These, and many more events, have sparked an international debate on the issue of compulsory high heels at work and the need for women to wear something uncomfortable to prove their competence. Sexism and patriarchy are seen to be dictating these archaic rules for women while men have much more leeway in choosing their attire.
Says Aishwarya Khare, a professional, “High heels definitely enhance your personality and increase your confidence. However, it is a woman’s personal choice whether she wants to wear it or not, and thus, should not be made mandatory at work or black tie events.”

This choice is exactly what is lacking for many women at their workplaces. For example, a female employee at Portico was sent home without pay after refusing to wear heels for her job as a temporary receptionist. The incident so incensed her that she started a petition  for the practice to be made illegal, which has gained 1,23,000 signatures, forcing the company to change their policy.

It is an issue close to every working woman’s heart. Reasons stem from practical considerations to feminist outrage. Walking unsteadily on your stilettoes does not help the ‘powerful woman’ image you want to project.
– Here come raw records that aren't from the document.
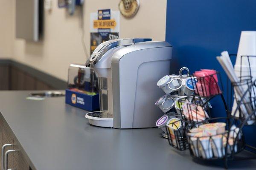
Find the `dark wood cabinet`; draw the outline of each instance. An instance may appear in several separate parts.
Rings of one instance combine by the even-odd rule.
[[[15,170],[30,170],[32,169],[32,166],[29,165],[29,159],[26,156],[25,151],[21,146],[17,139],[14,135],[11,128],[7,122],[3,118],[0,119],[0,129],[1,130],[0,137],[1,148],[3,148],[5,144],[9,144],[10,146],[5,148],[3,155],[0,155],[4,157],[4,154],[7,152],[9,152],[8,155],[7,169],[12,169]],[[5,159],[6,158],[5,158]],[[2,160],[2,159],[0,159]],[[5,162],[4,160],[3,162]],[[2,165],[2,161],[0,163],[1,169]],[[6,165],[5,165],[6,166]]]
[[[13,153],[13,169],[15,170],[29,170],[28,158],[18,141],[14,138],[14,148],[17,151]]]
[[[13,138],[12,135],[12,130],[7,123],[3,121],[2,125],[2,144],[11,144],[11,145],[7,146],[5,148],[4,153],[6,153],[8,150],[13,150]],[[2,146],[3,147],[3,146]],[[2,156],[5,156],[2,155]],[[13,169],[13,153],[10,153],[8,156],[7,169]],[[2,162],[3,163],[3,162]],[[5,166],[6,166],[5,165]]]
[[[0,65],[0,90],[47,90],[54,88],[19,68]]]
[[[9,90],[10,85],[10,70],[7,65],[0,67],[0,89]]]

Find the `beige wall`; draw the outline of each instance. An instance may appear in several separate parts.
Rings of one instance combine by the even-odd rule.
[[[120,0],[85,0],[83,17],[85,42],[88,54],[90,53],[90,13],[96,12],[101,8],[111,8],[118,10]],[[0,0],[6,1],[12,1],[10,3],[12,6],[12,9],[10,10],[12,14],[9,17],[12,17],[11,23],[15,28],[15,0]],[[74,15],[70,16],[65,9],[58,7],[57,1],[53,0],[51,11],[44,11],[42,40],[34,42],[13,38],[12,47],[10,47],[9,43],[4,44],[7,49],[5,53],[6,57],[11,55],[14,60],[66,80],[69,65],[72,63],[84,63],[87,57],[81,42],[80,7],[77,7]],[[120,37],[152,37],[153,40],[164,40],[166,0],[140,0],[140,7],[133,18],[127,19],[120,15]],[[10,30],[14,34],[15,29],[12,28]],[[2,29],[0,31],[2,32]],[[11,35],[10,37],[12,36]],[[0,40],[0,45],[3,44],[3,46],[4,43],[2,41]]]
[[[13,56],[14,38],[13,0],[0,0],[0,58]]]

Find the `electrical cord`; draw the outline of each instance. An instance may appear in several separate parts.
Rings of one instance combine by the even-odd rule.
[[[84,42],[84,8],[83,6],[80,6],[81,10],[80,10],[80,19],[81,19],[81,29],[82,31],[82,35],[81,37],[81,42],[82,43],[82,45],[83,46],[83,48],[84,49],[84,52],[85,55],[85,57],[87,59],[89,58],[89,55],[87,53],[87,49],[86,48],[86,46],[85,45],[85,42]]]

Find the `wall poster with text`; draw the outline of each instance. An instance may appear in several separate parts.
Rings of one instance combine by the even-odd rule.
[[[90,15],[90,54],[102,42],[119,38],[120,12],[100,9]]]

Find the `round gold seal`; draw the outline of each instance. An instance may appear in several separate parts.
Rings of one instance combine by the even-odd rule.
[[[140,7],[139,0],[122,0],[119,3],[119,10],[127,18],[134,16]]]

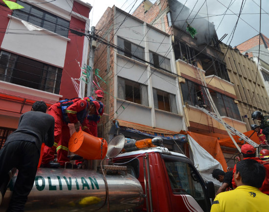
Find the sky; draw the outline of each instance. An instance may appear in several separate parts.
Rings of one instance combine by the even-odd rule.
[[[93,7],[89,16],[91,26],[96,25],[108,7],[112,7],[115,5],[123,10],[132,14],[142,1],[142,0],[82,0],[90,3]],[[193,8],[193,13],[194,14],[200,10],[198,14],[200,16],[204,17],[206,19],[208,18],[210,22],[214,23],[219,39],[224,34],[228,34],[223,42],[226,44],[229,44],[231,42],[230,45],[232,47],[257,35],[259,32],[261,0],[244,0],[243,9],[240,15],[241,19],[238,21],[232,37],[233,29],[238,19],[238,15],[240,10],[242,0],[178,0],[182,4],[186,2],[185,6],[190,8],[190,11]],[[155,3],[156,0],[151,0],[151,1]],[[269,1],[262,0],[261,1],[261,32],[269,37]],[[229,5],[229,9],[227,10],[225,15],[224,15]],[[223,20],[222,21],[223,18]]]

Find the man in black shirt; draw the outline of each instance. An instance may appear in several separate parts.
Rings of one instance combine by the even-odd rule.
[[[212,176],[221,183],[223,183],[223,185],[220,187],[217,191],[217,193],[216,193],[216,195],[219,193],[225,191],[225,190],[229,188],[232,189],[232,171],[227,171],[227,172],[224,172],[222,170],[219,168],[216,168],[216,169],[214,169],[213,170]]]
[[[43,142],[48,146],[54,143],[54,118],[45,113],[44,101],[35,102],[31,111],[20,118],[18,129],[10,134],[0,150],[0,184],[10,170],[18,170],[7,211],[23,212],[36,176]],[[2,199],[0,193],[0,202]]]

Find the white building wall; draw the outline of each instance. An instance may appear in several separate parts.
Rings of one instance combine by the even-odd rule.
[[[12,17],[1,48],[62,68],[68,41],[46,29],[27,30],[20,19]]]
[[[120,14],[120,12],[116,9],[114,12],[117,13],[114,21],[114,31],[116,31],[114,38],[115,45],[117,45],[117,36],[119,36],[144,47],[146,61],[149,60],[149,50],[156,52],[170,59],[172,72],[177,73],[176,67],[174,64],[175,61],[172,60],[174,57],[169,36],[149,27],[133,17],[126,17],[126,14],[122,13]],[[114,54],[114,96],[117,96],[117,78],[120,76],[148,86],[149,105],[147,107],[116,99],[115,100],[116,107],[114,107],[114,111],[115,112],[114,118],[177,132],[183,128],[183,118],[181,114],[182,110],[180,109],[179,105],[181,102],[181,97],[176,75],[151,68],[146,63],[141,63],[117,53]],[[179,114],[154,108],[153,88],[175,95]]]

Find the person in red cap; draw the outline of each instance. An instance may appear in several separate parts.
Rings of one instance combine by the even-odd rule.
[[[94,100],[97,101],[100,104],[98,114],[89,114],[87,117],[89,121],[88,126],[91,134],[95,137],[97,137],[97,123],[100,121],[100,119],[104,113],[104,104],[101,100],[104,98],[104,92],[101,90],[95,91],[95,94],[91,97]]]
[[[47,114],[52,116],[55,121],[54,144],[52,147],[45,146],[41,164],[43,167],[56,168],[59,165],[64,167],[69,161],[67,153],[70,136],[68,124],[73,123],[76,132],[81,126],[83,130],[91,134],[88,127],[87,117],[88,114],[98,113],[99,108],[97,101],[89,97],[65,99],[51,105]],[[55,150],[60,164],[53,163]]]
[[[260,151],[260,158],[262,160],[269,159],[269,150],[267,149],[263,149]]]
[[[256,150],[254,147],[250,144],[246,144],[241,146],[241,153],[243,156],[243,160],[250,159],[258,162],[259,164],[263,164],[266,169],[266,176],[260,190],[263,193],[269,195],[269,164],[265,164],[265,162],[262,161],[260,158],[256,157]],[[234,165],[233,170],[233,179],[232,184],[233,188],[235,188],[236,185],[234,181],[234,173],[236,170],[236,164]]]

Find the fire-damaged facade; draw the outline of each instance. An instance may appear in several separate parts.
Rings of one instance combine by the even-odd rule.
[[[232,73],[227,71],[225,51],[220,44],[226,35],[219,39],[214,24],[192,12],[176,0],[157,0],[154,4],[146,0],[133,15],[172,35],[178,74],[182,77],[179,80],[187,128],[215,137],[230,164],[233,160],[228,158],[234,151],[221,142],[228,137],[224,127],[195,107],[212,111],[205,95],[206,85],[223,120],[242,133],[247,131],[239,110],[235,86],[231,82]],[[193,38],[187,30],[188,24],[198,32]]]
[[[96,30],[117,47],[98,42],[95,52],[105,91],[99,135],[108,141],[118,134],[135,140],[160,136],[169,149],[179,151],[185,128],[171,35],[114,6]]]
[[[178,1],[150,3],[144,1],[133,15],[173,35],[178,73],[183,78],[179,80],[188,129],[220,139],[227,137],[220,123],[195,107],[197,105],[211,110],[202,81],[204,80],[224,121],[232,122],[238,130],[246,132],[214,25],[199,18],[197,13],[191,13],[189,8]],[[198,32],[194,38],[186,30],[188,24]]]

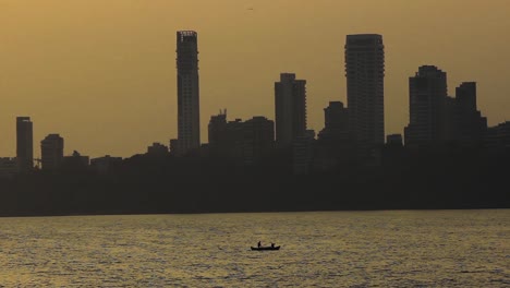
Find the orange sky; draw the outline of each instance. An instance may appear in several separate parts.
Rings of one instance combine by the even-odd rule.
[[[251,10],[253,8],[253,10]],[[177,136],[175,31],[198,32],[201,132],[229,119],[275,119],[281,72],[307,81],[308,127],[347,101],[347,34],[382,34],[386,133],[408,124],[408,79],[448,73],[449,94],[478,83],[490,125],[510,120],[510,1],[506,0],[0,0],[0,156],[15,155],[15,117],[65,154],[129,157]]]

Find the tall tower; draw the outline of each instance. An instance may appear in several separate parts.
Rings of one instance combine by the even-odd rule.
[[[201,146],[198,45],[194,31],[177,33],[178,145],[177,154]]]
[[[276,142],[288,147],[306,132],[306,81],[281,73],[275,83]]]
[[[345,76],[349,125],[366,155],[385,143],[385,46],[377,34],[348,35]]]
[[[422,65],[409,79],[409,125],[405,145],[428,146],[446,139],[447,74],[437,67]]]
[[[49,134],[40,142],[40,155],[44,170],[57,169],[62,164],[63,143],[63,137],[59,134]]]
[[[34,167],[33,125],[29,117],[16,118],[16,161],[20,172]]]

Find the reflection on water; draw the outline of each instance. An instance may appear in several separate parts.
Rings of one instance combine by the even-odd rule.
[[[0,286],[503,287],[509,224],[508,209],[0,218]]]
Power walking your way to the top can be easily done in flats too. Also, hurting feet make you less attentive to what is being said to you.

“Heels change your posture by making you stand on your toes. This is not good for your bones and can wreak havoc for your back as well,” says Aprajita Toor, a footwear and accessory designer and manufacturer. “In recent times, women are opting more for flats and wedge heels. Even in pencil heels, the 5 to 6 inch pencil heel has been replaced by 2-inch heels which combines style and comfort. For formal events, ballerinas and kitten heels are the favourites right now.” Detractors are plenty but loyal fans still swear by their sky-high heels.

Says Chithira Pillai, “I just love high heels. I love the way they make me tall and that automatically boosts my confidence. I agree that there is nothing as painful as standing in heels for 2 to 3 hours straight but as someone said about shoes ‘if it ain’t hurting, it ain’t helping!’ Pain is a small price to pay for style.”